Bivariate Graph Findings
- Plotting a scatter plot of age and trip duration shows a negative relationship between trip duration and age, implying that the older a user is the less time usering our service.
- Using a heatmap i was able to observe the relationship between age and starting hours, and this informed us that individuals within the age of 20 to 40 were use our servise in the monring around 8 and in the evening around 5.
- Plotting a box plot using the relationship between the trip duration and user type showed us that casual customers have higher trip duration than subscribers.
- I use a violin plot to understand the relationship between the trip duration and gender, this showed on that on average other gender type have a more distributed duration time than the other genders.
Multivariate Graph Findings
- When comparing the relationship between age, trip duration and gender, female tend to have a higher trip duration time than others.
- Examing the relationship between age, trip duration, and user type used us that on avarage causal customers have a higher trip duratin than sebscribers and most of our old users like to use our subscription service more than causal customers.
- I did a scatter plot of age vs. trip duration, with different markers for user type. In this chart, it was interesting to see that older people apparently prefer to be a subscriber instead of customer, but this warrants further investigation.
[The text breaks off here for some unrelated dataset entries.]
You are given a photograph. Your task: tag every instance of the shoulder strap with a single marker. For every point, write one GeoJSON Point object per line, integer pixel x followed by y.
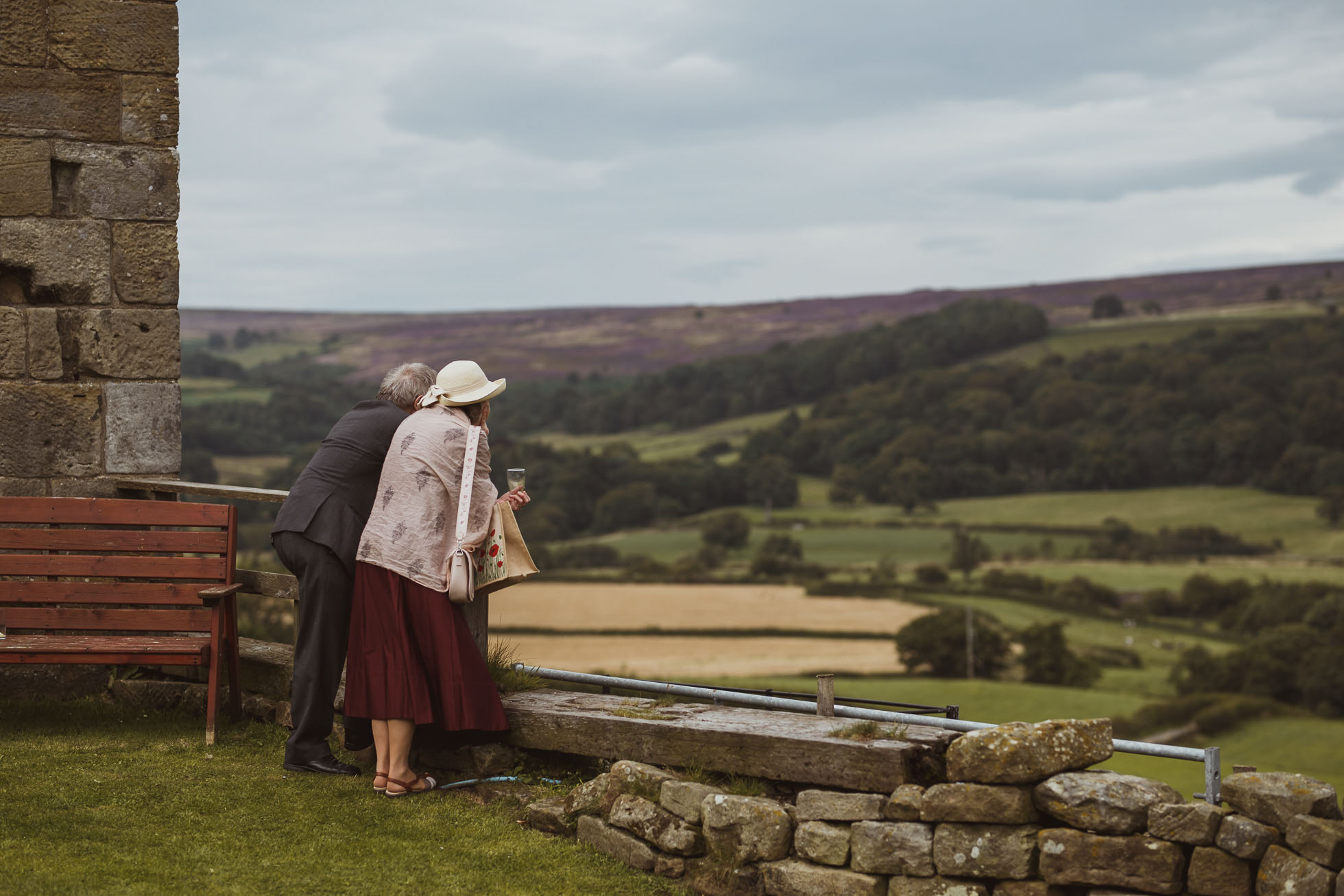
{"type": "Point", "coordinates": [464, 501]}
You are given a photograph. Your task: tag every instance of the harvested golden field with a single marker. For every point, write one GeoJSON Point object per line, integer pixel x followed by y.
{"type": "Point", "coordinates": [693, 659]}
{"type": "Point", "coordinates": [582, 606]}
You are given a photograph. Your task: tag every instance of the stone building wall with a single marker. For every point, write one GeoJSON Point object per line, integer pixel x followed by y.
{"type": "Point", "coordinates": [89, 332]}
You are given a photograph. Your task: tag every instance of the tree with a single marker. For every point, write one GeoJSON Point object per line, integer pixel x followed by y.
{"type": "Point", "coordinates": [909, 485]}
{"type": "Point", "coordinates": [936, 644]}
{"type": "Point", "coordinates": [1046, 659]}
{"type": "Point", "coordinates": [1332, 505]}
{"type": "Point", "coordinates": [845, 484]}
{"type": "Point", "coordinates": [1108, 305]}
{"type": "Point", "coordinates": [771, 479]}
{"type": "Point", "coordinates": [968, 553]}
{"type": "Point", "coordinates": [728, 530]}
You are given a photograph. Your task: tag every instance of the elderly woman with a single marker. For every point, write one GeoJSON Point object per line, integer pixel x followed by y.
{"type": "Point", "coordinates": [411, 659]}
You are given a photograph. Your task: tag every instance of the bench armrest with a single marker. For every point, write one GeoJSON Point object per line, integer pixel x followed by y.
{"type": "Point", "coordinates": [219, 592]}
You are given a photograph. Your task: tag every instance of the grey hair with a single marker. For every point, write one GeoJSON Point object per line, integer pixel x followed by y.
{"type": "Point", "coordinates": [405, 383]}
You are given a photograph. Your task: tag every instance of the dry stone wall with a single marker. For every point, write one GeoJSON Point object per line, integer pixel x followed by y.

For this presentation, the main feature i was trying to analysis is the how other factors influence or affect trip duration, but before we can analysis this relationship we first have to see how the trip duration is distributed. Upon plotting a histogram of trip duration we discovered that most of the trip are are between 5 to 15 minutes, however our distribution wasn't a normal distribution and we had to apply log on the feature in other for us to get a normal distribution curve.
Next, I graphed a heat map showing the relationship between the age and starting hours, this showed us that most trip occure around 8:00 in the morning and 5:00. this marches peak time when people are going to work and coming back home.
finaly, with the use of point plot and a histogram I was able to visualize a multivariate relationship between gender, user type and trip duration. from the visualization we were able to conclude that non binary genders as subscribers or causal customers have a higher trip durtion than other gender type.